Last month, you gave me some advice on identifying why the vocals on my track weren't audible when I played it in my car [see last month's answer to this by going to /sos/aug12/articles/qa-0812-5.htm]. However, I've since discovered something that I thought you might be interested to know about. I have the iPod plugged into the car via one of those radio transmitters, powered by a cigarette lighter, which you tune into the car radio. It would seem that the car was picking it up in mono.I retuned the transmitter and the iPod was picked up in stereo. I never realised just how wide it would be in the car. My monitors and headphones don't show up the full effect very well. So do you have any advice as to what to do now?
Via SOS web site
SOS Technical Editor Hugh Robjohns replies: Ah yes: stereo FM radios revert to mono if the signal reception is weak. This is a deliberate design ploy to minimise audible noise during weak reception.
What it demonstrates is that your mixes have very poor mono compatibility, and that is often the case when you use a lot of stereo-widening or width-enhancing techniques and tools.
I suggest you invest in a hardware or software phase meter and learn to mix your material to keep the meter on the positive side of zero. This should ensure a reasonable degree of mono compatibility.
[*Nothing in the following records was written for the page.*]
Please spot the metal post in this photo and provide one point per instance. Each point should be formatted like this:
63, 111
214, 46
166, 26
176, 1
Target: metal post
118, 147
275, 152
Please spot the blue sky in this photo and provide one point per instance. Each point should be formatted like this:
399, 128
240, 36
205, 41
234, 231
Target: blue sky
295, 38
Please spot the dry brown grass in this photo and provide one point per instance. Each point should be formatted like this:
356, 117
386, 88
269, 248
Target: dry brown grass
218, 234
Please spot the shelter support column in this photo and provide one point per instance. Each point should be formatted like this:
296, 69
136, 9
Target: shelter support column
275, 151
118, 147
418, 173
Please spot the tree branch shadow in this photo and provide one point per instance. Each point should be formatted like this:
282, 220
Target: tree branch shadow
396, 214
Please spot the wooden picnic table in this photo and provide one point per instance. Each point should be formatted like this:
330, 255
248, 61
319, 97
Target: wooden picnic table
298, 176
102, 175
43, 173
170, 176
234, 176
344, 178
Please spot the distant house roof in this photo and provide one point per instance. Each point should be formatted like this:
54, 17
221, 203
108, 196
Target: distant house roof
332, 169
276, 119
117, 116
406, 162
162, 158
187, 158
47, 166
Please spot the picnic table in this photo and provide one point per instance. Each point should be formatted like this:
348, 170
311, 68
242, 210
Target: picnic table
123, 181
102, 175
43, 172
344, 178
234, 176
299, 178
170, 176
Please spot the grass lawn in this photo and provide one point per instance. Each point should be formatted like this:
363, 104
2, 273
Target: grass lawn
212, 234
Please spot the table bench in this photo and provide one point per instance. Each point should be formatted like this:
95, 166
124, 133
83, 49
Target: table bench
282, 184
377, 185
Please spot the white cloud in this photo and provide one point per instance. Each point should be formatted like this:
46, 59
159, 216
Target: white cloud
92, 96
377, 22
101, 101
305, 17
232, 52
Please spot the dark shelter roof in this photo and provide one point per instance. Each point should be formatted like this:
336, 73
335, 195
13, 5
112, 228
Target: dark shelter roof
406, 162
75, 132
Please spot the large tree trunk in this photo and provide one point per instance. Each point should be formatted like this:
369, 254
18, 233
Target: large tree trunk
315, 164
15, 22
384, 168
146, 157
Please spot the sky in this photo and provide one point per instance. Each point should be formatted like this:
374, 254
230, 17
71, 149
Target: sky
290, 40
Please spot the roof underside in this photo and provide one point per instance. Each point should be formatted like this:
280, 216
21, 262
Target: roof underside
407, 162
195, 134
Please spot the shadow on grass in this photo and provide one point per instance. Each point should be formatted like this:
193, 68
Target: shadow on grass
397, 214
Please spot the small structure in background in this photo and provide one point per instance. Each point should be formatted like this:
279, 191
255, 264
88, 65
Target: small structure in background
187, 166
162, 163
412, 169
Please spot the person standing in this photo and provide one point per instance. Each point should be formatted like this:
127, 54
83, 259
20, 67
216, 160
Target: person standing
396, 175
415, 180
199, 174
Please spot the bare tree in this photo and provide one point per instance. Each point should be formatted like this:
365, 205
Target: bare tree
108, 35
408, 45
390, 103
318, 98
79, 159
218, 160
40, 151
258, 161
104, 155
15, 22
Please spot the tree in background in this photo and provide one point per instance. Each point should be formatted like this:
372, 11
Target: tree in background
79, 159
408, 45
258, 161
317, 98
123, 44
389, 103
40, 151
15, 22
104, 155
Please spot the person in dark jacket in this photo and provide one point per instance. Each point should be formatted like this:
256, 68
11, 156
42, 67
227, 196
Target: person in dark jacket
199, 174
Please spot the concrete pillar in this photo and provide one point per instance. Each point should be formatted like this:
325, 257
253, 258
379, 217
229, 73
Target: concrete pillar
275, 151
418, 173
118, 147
Headphones aren't the best for this, because each ear only hears the sound from that earpiece: it's called binaural listening and is a completely unnatural experience. Consequently, the brain processes the sounds in a different way to normal, and stereo imaging perception goes right out of the window. There are various headphone monitoring systems involving clever crosstalk systems to try to overcome this problem. Listening over monitors, both ears hear the sounds from both monitors, and that produces an impression that is more like real life. It's still an illusion and is still fooling the brain, but it works rather better.
I'm surprised you hadn't noticed how wide the stereo was on your monitors. That would suggest either that your monitors aren't very good, or that you have polarity or phase issues with them, or — more likely — that you have poor acoustics in your listening environment, with a lot of strong local reflections that mess up the imaging.